When the one of the indexing queues (initial, incremental, or embeddings) is backing up and indexing is not paused, it may be due to errors serializing documents for indexing. Look for errors in Kibana that follow this pattern:

  • json.class.keyword
    • ElasticIndexBulkCronWorker
    • ElasticIndexInitialBulkCronWorker
    • Search::ElasticIndexEmbeddingBulkCronWorker
  • json.exception.class.keyword = NoMethodError
  • json.exception.message = undefined method...

It’s likely that only one data type is affected. Note the method name causing the error and find the data type class by looking at json.exception.backtrace.

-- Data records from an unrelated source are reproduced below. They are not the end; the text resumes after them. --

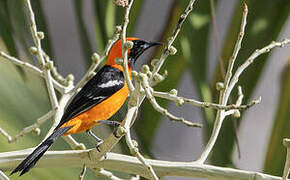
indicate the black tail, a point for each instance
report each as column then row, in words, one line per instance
column 30, row 161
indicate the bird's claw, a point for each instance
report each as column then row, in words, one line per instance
column 98, row 145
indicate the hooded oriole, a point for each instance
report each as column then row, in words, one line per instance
column 100, row 98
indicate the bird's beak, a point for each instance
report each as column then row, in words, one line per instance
column 150, row 44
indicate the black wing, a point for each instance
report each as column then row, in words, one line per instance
column 105, row 83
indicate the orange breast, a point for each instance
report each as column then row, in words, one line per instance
column 101, row 111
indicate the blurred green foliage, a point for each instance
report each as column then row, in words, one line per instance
column 22, row 101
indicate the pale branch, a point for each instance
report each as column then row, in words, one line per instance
column 70, row 140
column 171, row 39
column 5, row 134
column 131, row 165
column 96, row 61
column 286, row 143
column 137, row 177
column 58, row 114
column 83, row 172
column 34, row 126
column 223, row 98
column 37, row 36
column 251, row 59
column 31, row 68
column 125, row 47
column 55, row 74
column 3, row 176
column 236, row 49
column 107, row 174
column 24, row 65
column 194, row 102
column 145, row 84
column 73, row 143
column 135, row 152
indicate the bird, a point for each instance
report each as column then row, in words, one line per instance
column 99, row 99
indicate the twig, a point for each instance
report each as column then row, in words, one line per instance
column 251, row 59
column 96, row 61
column 135, row 152
column 171, row 39
column 137, row 177
column 286, row 143
column 145, row 84
column 32, row 127
column 81, row 177
column 30, row 68
column 107, row 174
column 125, row 48
column 131, row 165
column 3, row 176
column 204, row 104
column 216, row 38
column 224, row 94
column 4, row 133
column 24, row 65
column 73, row 143
column 44, row 65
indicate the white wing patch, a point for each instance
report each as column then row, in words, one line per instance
column 111, row 83
column 99, row 97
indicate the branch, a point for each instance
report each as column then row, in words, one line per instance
column 107, row 174
column 81, row 176
column 224, row 94
column 30, row 68
column 171, row 39
column 125, row 47
column 145, row 84
column 286, row 143
column 34, row 126
column 194, row 102
column 135, row 152
column 5, row 134
column 131, row 165
column 251, row 59
column 37, row 36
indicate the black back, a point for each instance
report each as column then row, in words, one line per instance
column 104, row 84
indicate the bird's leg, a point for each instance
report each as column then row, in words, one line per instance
column 115, row 124
column 99, row 140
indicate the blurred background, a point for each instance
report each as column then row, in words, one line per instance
column 75, row 29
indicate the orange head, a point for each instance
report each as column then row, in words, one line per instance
column 139, row 46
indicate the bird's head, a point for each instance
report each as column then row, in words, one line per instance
column 139, row 46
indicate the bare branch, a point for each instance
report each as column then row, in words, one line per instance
column 194, row 102
column 137, row 177
column 125, row 47
column 157, row 107
column 135, row 152
column 172, row 39
column 30, row 68
column 224, row 94
column 107, row 174
column 32, row 127
column 286, row 143
column 251, row 59
column 81, row 177
column 131, row 165
column 236, row 48
column 4, row 133
column 45, row 65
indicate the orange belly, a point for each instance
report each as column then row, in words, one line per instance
column 100, row 112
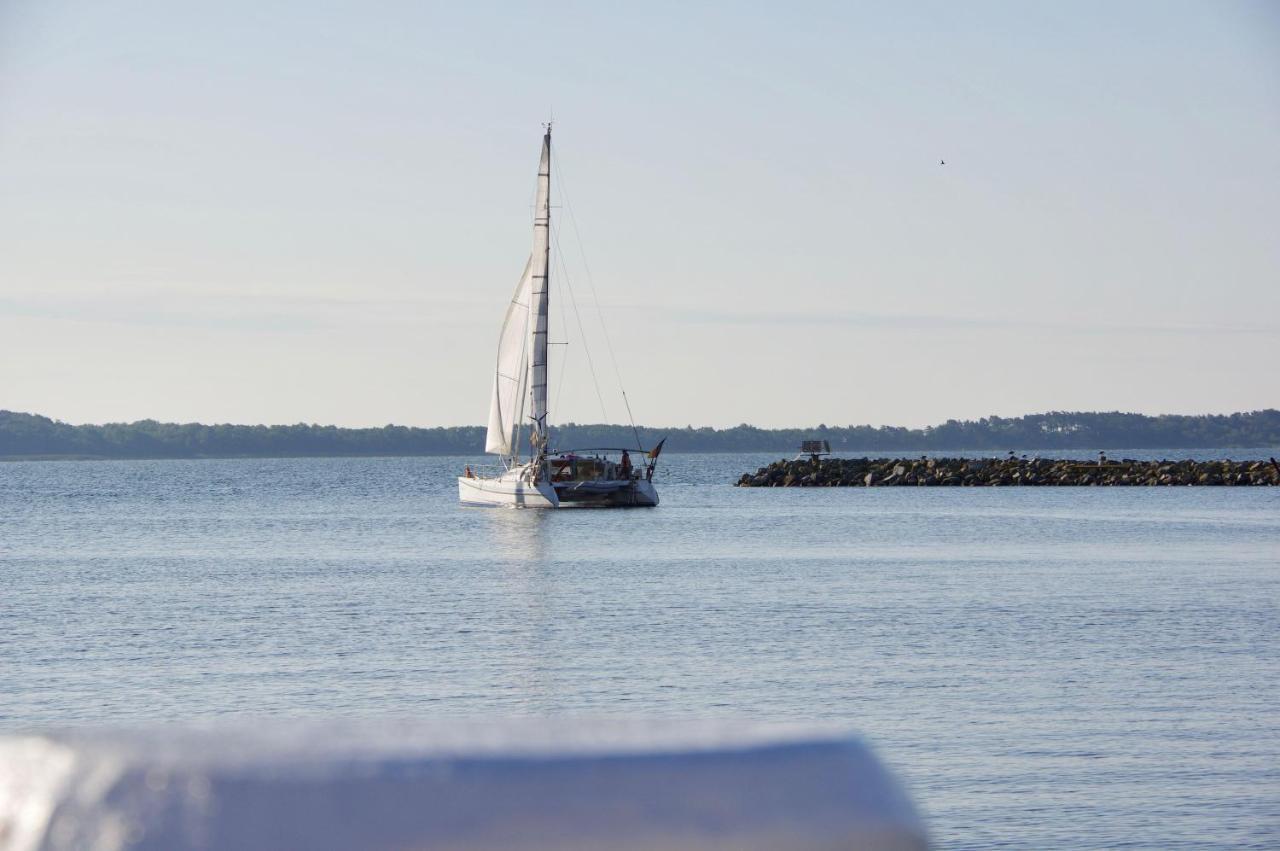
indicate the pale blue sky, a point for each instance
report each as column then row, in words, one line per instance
column 316, row 211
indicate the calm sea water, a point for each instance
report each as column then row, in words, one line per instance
column 1043, row 667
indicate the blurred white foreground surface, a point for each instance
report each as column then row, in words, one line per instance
column 526, row 783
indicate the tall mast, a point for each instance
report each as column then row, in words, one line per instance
column 539, row 298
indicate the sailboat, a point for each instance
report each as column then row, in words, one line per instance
column 544, row 479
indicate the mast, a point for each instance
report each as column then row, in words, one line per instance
column 539, row 293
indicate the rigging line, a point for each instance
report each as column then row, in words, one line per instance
column 595, row 297
column 581, row 330
column 560, row 380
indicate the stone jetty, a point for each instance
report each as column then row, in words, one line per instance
column 885, row 472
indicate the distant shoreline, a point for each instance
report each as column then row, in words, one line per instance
column 26, row 437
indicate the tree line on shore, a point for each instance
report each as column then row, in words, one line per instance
column 32, row 435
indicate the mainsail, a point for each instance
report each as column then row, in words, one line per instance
column 522, row 344
column 511, row 381
column 539, row 294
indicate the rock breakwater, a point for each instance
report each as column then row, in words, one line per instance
column 885, row 472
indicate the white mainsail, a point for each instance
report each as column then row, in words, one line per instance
column 511, row 380
column 540, row 259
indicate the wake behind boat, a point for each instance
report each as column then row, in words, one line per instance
column 561, row 479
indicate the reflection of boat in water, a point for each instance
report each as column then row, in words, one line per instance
column 548, row 479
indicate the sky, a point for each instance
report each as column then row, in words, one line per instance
column 250, row 211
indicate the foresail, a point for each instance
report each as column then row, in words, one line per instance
column 511, row 379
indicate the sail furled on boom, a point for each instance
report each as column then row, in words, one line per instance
column 511, row 380
column 538, row 312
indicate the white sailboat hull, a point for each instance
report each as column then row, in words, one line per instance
column 506, row 492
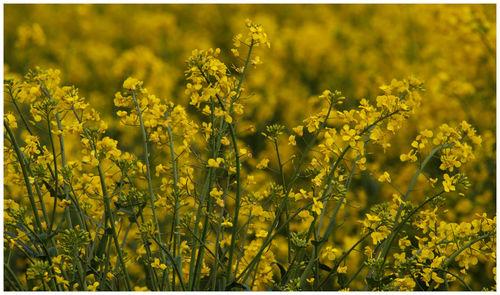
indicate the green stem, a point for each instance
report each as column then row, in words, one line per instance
column 22, row 162
column 107, row 206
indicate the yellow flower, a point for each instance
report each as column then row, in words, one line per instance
column 93, row 287
column 448, row 183
column 214, row 163
column 385, row 177
column 342, row 269
column 225, row 141
column 263, row 163
column 157, row 264
column 131, row 83
column 299, row 130
column 317, row 206
column 330, row 253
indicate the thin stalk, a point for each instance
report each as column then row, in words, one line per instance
column 22, row 162
column 107, row 206
column 172, row 260
column 177, row 200
column 268, row 238
column 14, row 277
column 385, row 248
column 337, row 264
column 287, row 213
column 238, row 172
column 146, row 159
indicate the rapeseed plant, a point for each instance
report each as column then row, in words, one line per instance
column 183, row 203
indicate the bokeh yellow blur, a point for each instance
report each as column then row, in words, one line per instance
column 351, row 48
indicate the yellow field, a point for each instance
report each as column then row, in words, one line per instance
column 250, row 147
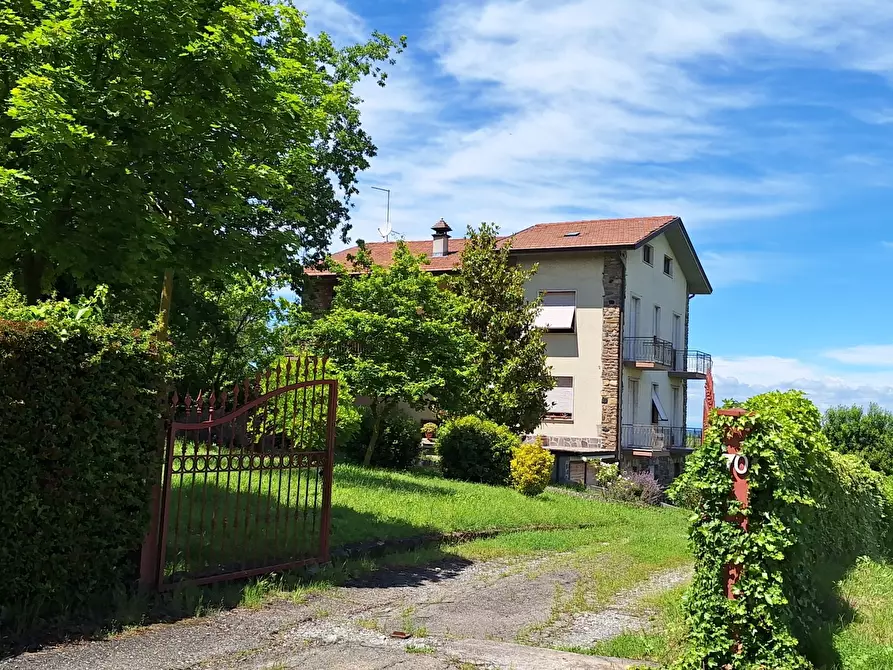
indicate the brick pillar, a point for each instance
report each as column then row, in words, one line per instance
column 612, row 341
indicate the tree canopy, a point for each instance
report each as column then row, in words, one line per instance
column 510, row 378
column 867, row 434
column 396, row 336
column 207, row 138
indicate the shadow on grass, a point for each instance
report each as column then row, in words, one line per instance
column 354, row 476
column 208, row 534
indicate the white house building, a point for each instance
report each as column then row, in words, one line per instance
column 616, row 297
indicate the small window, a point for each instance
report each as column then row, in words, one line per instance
column 648, row 254
column 560, row 400
column 558, row 311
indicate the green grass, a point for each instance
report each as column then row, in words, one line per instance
column 863, row 641
column 255, row 519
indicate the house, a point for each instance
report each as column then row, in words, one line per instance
column 616, row 296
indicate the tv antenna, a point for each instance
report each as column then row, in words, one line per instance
column 387, row 230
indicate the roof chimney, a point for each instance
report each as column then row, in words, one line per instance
column 441, row 238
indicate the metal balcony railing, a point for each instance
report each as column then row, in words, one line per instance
column 648, row 350
column 692, row 361
column 656, row 438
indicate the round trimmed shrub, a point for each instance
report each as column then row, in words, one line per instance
column 398, row 445
column 476, row 450
column 532, row 468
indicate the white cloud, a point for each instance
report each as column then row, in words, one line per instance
column 530, row 110
column 877, row 355
column 741, row 267
column 742, row 377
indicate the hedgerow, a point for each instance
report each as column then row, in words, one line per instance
column 811, row 514
column 79, row 423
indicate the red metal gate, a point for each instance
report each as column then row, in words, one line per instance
column 247, row 486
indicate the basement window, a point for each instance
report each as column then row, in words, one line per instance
column 648, row 254
column 560, row 400
column 558, row 311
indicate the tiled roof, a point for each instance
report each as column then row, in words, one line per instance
column 598, row 233
column 601, row 233
column 382, row 252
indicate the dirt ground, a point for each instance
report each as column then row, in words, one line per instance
column 457, row 614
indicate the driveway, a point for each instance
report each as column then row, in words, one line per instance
column 455, row 614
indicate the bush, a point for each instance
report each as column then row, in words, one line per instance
column 532, row 468
column 605, row 473
column 476, row 450
column 398, row 445
column 869, row 435
column 79, row 428
column 639, row 487
column 811, row 514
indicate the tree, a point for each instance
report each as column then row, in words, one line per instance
column 869, row 435
column 226, row 331
column 396, row 336
column 511, row 378
column 204, row 137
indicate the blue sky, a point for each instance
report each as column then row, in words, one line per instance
column 767, row 125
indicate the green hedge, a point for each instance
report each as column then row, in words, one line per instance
column 398, row 445
column 476, row 450
column 812, row 513
column 78, row 428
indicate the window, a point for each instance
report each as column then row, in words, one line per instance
column 633, row 401
column 657, row 409
column 634, row 313
column 648, row 254
column 677, row 415
column 558, row 311
column 560, row 400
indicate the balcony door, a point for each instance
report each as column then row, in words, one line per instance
column 633, row 399
column 634, row 314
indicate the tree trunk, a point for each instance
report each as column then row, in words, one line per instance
column 378, row 413
column 167, row 292
column 33, row 267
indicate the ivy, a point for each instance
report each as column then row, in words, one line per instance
column 79, row 425
column 812, row 512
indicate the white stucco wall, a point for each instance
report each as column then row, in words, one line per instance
column 578, row 354
column 653, row 287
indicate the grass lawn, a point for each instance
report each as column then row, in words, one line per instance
column 255, row 519
column 863, row 641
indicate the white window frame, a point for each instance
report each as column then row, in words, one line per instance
column 644, row 255
column 573, row 294
column 561, row 417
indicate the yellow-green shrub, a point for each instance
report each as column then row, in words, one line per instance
column 532, row 468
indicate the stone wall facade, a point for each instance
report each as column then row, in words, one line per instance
column 594, row 443
column 612, row 341
column 685, row 382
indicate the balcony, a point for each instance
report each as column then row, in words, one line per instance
column 691, row 364
column 648, row 352
column 649, row 437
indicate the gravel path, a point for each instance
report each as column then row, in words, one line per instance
column 457, row 612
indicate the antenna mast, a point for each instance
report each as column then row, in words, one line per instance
column 387, row 228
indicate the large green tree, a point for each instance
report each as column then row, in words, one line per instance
column 867, row 434
column 397, row 336
column 207, row 137
column 510, row 378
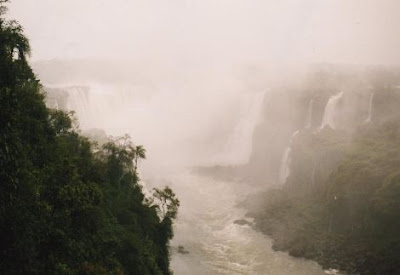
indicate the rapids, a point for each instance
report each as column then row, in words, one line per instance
column 180, row 133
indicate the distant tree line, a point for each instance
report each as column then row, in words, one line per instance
column 67, row 205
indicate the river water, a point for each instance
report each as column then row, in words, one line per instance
column 205, row 228
column 185, row 136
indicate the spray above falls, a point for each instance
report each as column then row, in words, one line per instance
column 309, row 114
column 369, row 115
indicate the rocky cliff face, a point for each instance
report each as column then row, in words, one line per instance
column 361, row 96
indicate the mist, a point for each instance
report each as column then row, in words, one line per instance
column 232, row 99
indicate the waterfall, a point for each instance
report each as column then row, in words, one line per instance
column 239, row 145
column 330, row 111
column 284, row 170
column 309, row 114
column 369, row 116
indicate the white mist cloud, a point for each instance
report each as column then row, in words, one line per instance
column 197, row 31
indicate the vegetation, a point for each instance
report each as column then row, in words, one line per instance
column 340, row 205
column 68, row 206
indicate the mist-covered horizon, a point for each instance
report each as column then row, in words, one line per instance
column 200, row 137
column 218, row 32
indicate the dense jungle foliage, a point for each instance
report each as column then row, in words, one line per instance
column 68, row 206
column 340, row 204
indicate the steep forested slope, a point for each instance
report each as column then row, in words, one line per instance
column 340, row 203
column 68, row 206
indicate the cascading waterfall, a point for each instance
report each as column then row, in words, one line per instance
column 329, row 118
column 238, row 147
column 308, row 123
column 205, row 226
column 369, row 116
column 284, row 170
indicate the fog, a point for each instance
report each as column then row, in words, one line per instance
column 187, row 32
column 214, row 83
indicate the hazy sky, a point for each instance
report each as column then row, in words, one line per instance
column 166, row 31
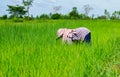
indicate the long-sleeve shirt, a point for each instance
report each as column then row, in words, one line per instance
column 80, row 34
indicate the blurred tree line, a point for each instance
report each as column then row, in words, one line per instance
column 18, row 13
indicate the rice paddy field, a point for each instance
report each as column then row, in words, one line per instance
column 29, row 49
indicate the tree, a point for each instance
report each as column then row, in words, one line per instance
column 28, row 3
column 74, row 13
column 3, row 17
column 87, row 9
column 16, row 11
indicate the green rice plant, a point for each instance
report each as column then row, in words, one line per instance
column 29, row 49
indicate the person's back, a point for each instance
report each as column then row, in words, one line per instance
column 82, row 34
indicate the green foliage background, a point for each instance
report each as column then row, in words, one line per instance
column 29, row 49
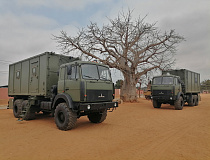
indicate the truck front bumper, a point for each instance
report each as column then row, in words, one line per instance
column 164, row 98
column 97, row 106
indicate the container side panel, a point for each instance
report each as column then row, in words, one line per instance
column 17, row 78
column 43, row 74
column 11, row 80
column 34, row 76
column 25, row 78
column 193, row 82
column 189, row 80
column 52, row 75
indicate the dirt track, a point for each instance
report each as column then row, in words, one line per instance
column 133, row 131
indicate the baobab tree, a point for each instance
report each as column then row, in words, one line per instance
column 132, row 46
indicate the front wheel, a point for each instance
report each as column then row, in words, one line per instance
column 17, row 107
column 65, row 118
column 196, row 100
column 97, row 117
column 179, row 103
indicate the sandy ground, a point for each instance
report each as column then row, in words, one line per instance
column 133, row 132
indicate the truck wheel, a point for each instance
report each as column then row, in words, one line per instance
column 196, row 100
column 97, row 117
column 17, row 108
column 179, row 103
column 65, row 118
column 156, row 104
column 191, row 101
column 30, row 115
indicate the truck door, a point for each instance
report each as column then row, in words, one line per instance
column 72, row 82
column 34, row 75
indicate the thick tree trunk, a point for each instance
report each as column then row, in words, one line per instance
column 128, row 90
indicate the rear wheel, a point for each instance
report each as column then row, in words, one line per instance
column 97, row 117
column 65, row 118
column 156, row 104
column 196, row 100
column 17, row 107
column 179, row 103
column 191, row 101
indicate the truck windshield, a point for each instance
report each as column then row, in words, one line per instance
column 91, row 71
column 163, row 80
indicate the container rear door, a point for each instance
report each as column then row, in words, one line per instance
column 34, row 75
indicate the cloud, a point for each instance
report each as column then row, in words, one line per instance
column 60, row 4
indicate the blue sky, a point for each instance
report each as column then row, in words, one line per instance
column 26, row 26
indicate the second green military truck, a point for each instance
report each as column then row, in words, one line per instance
column 62, row 85
column 176, row 87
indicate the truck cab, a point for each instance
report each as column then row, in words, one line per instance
column 88, row 84
column 64, row 86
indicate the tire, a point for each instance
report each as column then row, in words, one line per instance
column 65, row 118
column 97, row 117
column 17, row 108
column 196, row 100
column 30, row 115
column 179, row 103
column 191, row 101
column 156, row 104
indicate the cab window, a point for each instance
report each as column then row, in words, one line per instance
column 72, row 72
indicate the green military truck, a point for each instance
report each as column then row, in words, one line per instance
column 62, row 85
column 175, row 87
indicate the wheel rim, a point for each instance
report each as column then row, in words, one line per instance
column 15, row 109
column 61, row 117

Once you have the class and method, run the following script to find the records causing issues.

items = Elastic::ProcessBookkeepingService.queued_items
affected_klass = CLASS_FROM_LOGS
affected_method = METHOD_FROM_LOGS
to_remove = {}.tap do |hash|
items.each do |shard, refs|
refs.each do |ref, _|
reference = Search::Elastic::Reference.deserialize(ref)
klass = reference.klass
next unless affected_klass == klass
id = reference.identifier
db_record = affected_klass.find_by_id(id)
next unless db_record
next if db_record.respond_to?(affected_method) && db_record.public_send(affected_method)
hash[shard] ||= []
hash[shard] << ref
end
end
end

Once the data has been validated, run the following script to remove the records from the queue.

Gitlab::Redis::SharedState.with do |redis|
to_remove.each do |shard, refs|
refs.each do |ref|
redis.zrem Elastic::ProcessBookkeepingService.redis_set_key(shard), ref.first
end
end
end

The indexing queue should drain slowly once the records have been cleared from the queue. It is important to understand what caused the records to be queued for indexing. An issue must be opened to ensure the records do not get indexed again or the issue will reoccur.

When shard allocation fails the Cluster Reroute API may be used to retry failed shard allocation. The API request may be run as a curl command or from the Elasticsearch UI DevTools Console

curl -XPOST "$ELASTIC_URL/_cluster/reroute?retry_failed"